Les youtubeurs ont développé un écosystème d’entreprises sur-mesure pour leurs contenus de plus en plus produits, au point que le site est devenu le hub d’une industrie à part entière, qui embauche désormais des dizaines de petites mains derrière chaque vidéo.

Après quatre mois de pause, le premier youtubeur francophone aux presque 19 millions d’abonnés est revenu sur la plateforme en grande pompe samedi dernier. Squeezie – Lucas Hauchard de son vrai nom – invite à l’occasion un autre créateur, Mister V, et face à eux, les humoristes Éric et Ramzy, pour la troisième édition de son format à succès “Il y a quoi derrière la porte ?”. Le concept : chaque duo propose à tour de rôle deux scénarios à l’autre, qui doit deviner lequel est véritablement installé dans une seconde partie du décor. Une heure de vidéo, pendant laquelle les quatre stars du petit et très petit écran découvrent des mises en scène toujours plus alambiquées mais abouties : un salon de coiffure réaliste, l’inauguration des statues de cire du binôme de comiques qui seront – vraiment – exposées au musée Grévin, un bar de “beauf” avec en guest Patrick Sébastien, un jeu de plateau télévisé aux dimensions d’une attraction de fête foraine, puis la reproduction de la tournée de promotion du film Les Dalton, où les deux acteurs sont accueillis par Élise Lucet en personne sur le plateau du 13h de France 2 version années 2000. Chaque scène a son public de figurants, et tous ces décors sont montés puis démontés en quelques minutes, comme le suggère le rythme de la vidéo. Résultat : 10 millions de vues en 7 jours pour un come-back réussi. 

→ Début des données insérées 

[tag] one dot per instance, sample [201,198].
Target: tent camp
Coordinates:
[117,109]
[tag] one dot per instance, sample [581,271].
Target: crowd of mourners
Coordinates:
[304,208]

Plus tard dans la semaine, dans un post sur ses réseaux sociaux, l’ancienne présentatrice du JT dévoile les coulisses de son passage. De la lecture d’un script à la découverte de la régie en passant par le maquillage en loges, “ça ne s’arrête pas !”, s’étonne la journaliste. Dans la même soirée en live sur Twitch, un internaute interpelle le créateur sur l’organisation de toutes ces séquences. “Avec Théo [Bonnet, son réalisateur, NDLR], on s’est vraiment donnés sur celle-là. C’était énormément de travail cette vidéo, on a encore franchi un cap dans la prod […]. On voulait faire une vidéo de retour digne de ce nom, et on sentait qu’on n’avait pas dit notre dernier mot avec ce format. Là on l’a peut-être dit”, répond le youtubeur.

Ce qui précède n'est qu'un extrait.